W końcu, w głosowaniu 59 deputowanych poparło jego kandydaturę, a 42 było przeciw. W parlamencie większość ma rządząca od lat 90. Partia Republikańska, kilku jej deputowanych przeszło jednak na stronę opozycji, co pozwoliło wygrać Paszynianowi.
Demonstracje zaczęły wstrząsać Armenią od 13 kwietnia. Rządzący przez poprzednią dekadę prezydent Serż Sarkisjan dokonał reformy konstytucyjnej, przekazując większość prezydenckich uprawnień szefowi rządu. Po czym sam postanowił zostać premierem – mimo że wcześniej kilkakrotnie odżegnywał się od tego. Jego decyzja stała się przyczyną wybuchu społecznego niezadowolenia.
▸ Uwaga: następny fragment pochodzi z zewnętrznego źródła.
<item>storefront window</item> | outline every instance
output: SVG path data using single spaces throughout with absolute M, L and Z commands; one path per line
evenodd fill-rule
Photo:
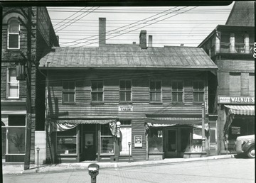
M 101 126 L 100 153 L 114 154 L 114 138 L 109 124 Z
M 151 128 L 149 133 L 149 152 L 163 152 L 163 131 L 159 128 Z
M 77 153 L 77 128 L 57 132 L 57 154 Z
M 25 116 L 9 116 L 8 124 L 8 153 L 25 153 Z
Po dziesięciu dniach protestów Sarkisjan podał się do dymisji z funkcji premiera, ale na następcę wyznaczył jednego z działaczy swojej Partii Republikańskiej. Na wezwanie Paszyniana w kraju zaczęły się blokady dróg i linii kolejowych. 1 maja większość parlamentarna zgodziła się rozpatrzyć kandydaturę opozycjonisty na szefa rządu, ale odrzuciła ją – co jedynie doprowadziło do eskalacji protestów.